The combination of VK2 with other anticancer agents can be synergistic in tumor-bearing animals. For instance, pretreatment with VK2 prior to sorafenib treatment is proven to exert more effective HCC growth inhibition in animals than treatment with either alone (21). Similarly, VK2 and phosphatidylcholine together can exert a stronger inhibition on tumorigenesis, which can be applied to prevent hepatocarcinogenesis in patients at a high risk of HCC, particularly those with chronic hepatitis, while preserving the hepatic function (22). To summarize, animal studies have demonstrated that VK2 could repress cancer growth, which is likely to be associated with the induction of cell-cycle arrest and apoptosis.

 

Discussion

The present review summarizes the effects of VK2 on cancer in clinical, in vivo, and in vitro studies. Clinical trials demonstrated that VK2 has the potential to improve the prognosis of patients with cancer. In addition, evidence indicates that VK2 treatment can prevent HCC in patients with hepatic cirrhosis, and the dietary intake of VK2 can decrease the risk of developing cancer, particularly prostate and lung cancer (54). Furthermore, VK2 is confirmed to restrain tumor cell growth in animal studies (1,7,20–22,55), with cell-cycle arrest and apoptosis involved in this inhibition. In vitro studies (1,23–27,35) certified that VK2 could inhibit the growth of several cancer cell lines. Although several detailed links remain to be investigated, studies included in the present review (23–25,33–37,39,41,45,48,49) indicated that induction of the cell-cycle arrest, cell differentiation, apoptosis, and autophagy is crucial for VK2-dependent suppression of cancer cell growth. Certain protein kinases, such as PKA and PKC, signaling pathways, such as the MAPK pathways, transcription factors, such as NF-κB and AP-2, and essential proteins, such as Bak and Cx43, are involved in the mechanism of VK2 activity against cancer cells (23,24,33,37,41). The combination treatment of VK2 with other chemotherapeutics, such as sorafenib, can exert a synergistic effect and reduce adverse drug reactions.

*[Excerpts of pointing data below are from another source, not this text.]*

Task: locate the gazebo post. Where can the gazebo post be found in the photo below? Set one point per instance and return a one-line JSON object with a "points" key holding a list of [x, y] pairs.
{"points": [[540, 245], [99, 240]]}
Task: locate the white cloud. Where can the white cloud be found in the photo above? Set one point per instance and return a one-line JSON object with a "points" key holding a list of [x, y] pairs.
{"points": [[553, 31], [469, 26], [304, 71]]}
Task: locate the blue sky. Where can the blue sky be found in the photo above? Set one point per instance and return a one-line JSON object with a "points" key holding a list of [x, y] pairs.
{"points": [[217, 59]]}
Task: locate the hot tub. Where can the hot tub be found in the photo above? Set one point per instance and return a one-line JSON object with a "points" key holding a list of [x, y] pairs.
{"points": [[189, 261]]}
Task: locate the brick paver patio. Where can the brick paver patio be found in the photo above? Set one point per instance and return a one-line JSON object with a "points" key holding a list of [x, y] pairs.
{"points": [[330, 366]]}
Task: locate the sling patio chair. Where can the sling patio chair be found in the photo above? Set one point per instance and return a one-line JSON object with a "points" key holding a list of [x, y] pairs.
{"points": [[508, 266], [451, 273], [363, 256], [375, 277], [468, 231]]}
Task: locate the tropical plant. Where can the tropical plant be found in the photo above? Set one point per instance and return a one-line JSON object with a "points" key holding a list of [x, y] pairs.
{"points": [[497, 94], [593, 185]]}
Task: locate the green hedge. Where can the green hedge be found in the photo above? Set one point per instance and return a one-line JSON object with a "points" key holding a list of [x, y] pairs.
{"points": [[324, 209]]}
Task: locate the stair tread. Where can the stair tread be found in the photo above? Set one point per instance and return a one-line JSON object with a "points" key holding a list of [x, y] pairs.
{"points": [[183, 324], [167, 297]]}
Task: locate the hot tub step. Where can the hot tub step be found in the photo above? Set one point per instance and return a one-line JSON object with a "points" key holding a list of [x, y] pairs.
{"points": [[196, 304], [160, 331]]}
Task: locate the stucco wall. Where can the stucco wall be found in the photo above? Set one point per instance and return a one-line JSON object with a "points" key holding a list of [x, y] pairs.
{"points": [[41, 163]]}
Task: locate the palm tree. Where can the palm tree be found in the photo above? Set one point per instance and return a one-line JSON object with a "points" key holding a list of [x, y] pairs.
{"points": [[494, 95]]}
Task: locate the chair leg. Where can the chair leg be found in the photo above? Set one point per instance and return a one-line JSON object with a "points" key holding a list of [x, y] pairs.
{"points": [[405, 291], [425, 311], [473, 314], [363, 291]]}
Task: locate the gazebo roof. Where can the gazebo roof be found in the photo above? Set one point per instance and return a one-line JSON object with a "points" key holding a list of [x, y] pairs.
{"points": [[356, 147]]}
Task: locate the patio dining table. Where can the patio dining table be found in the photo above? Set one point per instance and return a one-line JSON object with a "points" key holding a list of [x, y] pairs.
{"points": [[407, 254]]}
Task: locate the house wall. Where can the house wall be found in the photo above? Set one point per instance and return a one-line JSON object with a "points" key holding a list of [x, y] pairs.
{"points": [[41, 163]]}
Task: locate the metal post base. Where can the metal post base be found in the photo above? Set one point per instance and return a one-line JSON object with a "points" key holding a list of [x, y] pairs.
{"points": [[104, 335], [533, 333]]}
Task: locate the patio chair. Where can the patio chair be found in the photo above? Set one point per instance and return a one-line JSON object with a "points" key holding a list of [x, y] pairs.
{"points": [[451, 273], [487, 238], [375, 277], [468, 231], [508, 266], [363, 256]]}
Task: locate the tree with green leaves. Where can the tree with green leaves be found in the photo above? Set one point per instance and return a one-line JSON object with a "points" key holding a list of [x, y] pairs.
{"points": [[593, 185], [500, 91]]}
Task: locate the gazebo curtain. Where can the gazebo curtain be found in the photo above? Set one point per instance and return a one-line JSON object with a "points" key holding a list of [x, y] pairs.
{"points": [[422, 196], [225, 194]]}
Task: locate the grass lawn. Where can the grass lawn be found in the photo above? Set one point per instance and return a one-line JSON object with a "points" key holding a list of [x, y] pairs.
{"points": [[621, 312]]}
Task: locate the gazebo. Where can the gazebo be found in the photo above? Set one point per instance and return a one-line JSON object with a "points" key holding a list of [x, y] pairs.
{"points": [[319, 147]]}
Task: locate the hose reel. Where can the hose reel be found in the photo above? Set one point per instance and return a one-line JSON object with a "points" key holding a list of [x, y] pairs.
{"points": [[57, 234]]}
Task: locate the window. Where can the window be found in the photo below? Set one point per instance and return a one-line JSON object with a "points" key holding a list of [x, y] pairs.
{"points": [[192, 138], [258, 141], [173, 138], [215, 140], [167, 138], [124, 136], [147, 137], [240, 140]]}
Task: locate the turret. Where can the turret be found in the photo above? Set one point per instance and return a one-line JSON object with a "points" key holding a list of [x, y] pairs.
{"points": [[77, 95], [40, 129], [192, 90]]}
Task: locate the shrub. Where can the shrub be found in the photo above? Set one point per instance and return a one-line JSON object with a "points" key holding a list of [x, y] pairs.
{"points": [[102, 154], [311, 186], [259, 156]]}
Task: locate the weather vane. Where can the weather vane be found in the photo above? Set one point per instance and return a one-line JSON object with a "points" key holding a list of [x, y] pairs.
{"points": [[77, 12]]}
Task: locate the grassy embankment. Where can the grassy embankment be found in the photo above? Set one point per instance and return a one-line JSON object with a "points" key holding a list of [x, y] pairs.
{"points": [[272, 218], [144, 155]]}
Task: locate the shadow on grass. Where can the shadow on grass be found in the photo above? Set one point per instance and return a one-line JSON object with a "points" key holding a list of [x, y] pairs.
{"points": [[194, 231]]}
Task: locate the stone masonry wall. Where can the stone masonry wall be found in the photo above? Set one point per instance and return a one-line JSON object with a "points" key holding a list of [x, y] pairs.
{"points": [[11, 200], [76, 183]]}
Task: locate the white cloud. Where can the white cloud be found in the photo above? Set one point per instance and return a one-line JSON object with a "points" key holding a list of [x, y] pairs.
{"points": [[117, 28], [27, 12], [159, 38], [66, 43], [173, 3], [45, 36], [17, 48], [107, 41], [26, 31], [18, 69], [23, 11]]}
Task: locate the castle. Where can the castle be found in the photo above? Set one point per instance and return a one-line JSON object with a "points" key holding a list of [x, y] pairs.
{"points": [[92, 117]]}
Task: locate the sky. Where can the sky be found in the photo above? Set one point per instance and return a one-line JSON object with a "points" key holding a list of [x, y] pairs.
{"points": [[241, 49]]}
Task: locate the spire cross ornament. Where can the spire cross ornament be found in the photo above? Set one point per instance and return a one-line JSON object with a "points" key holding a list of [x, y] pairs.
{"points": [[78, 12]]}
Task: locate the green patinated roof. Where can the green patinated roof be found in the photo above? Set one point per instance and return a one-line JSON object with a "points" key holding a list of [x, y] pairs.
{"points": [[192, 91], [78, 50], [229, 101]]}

In conclusion, VK2 can positively inhibit cancer cells. VK2 appears to be an extremely promising agent with very limited toxicity, which can be a useful option for prevention of cancer and clinical therapy of cancer. However, the inhibition of vitamin K and D in cancers indicated that vitamins might have positive effects on the prevention and therapy of tumors. Therefore, the effects of vitamins or minerals on tumors should be investigated further.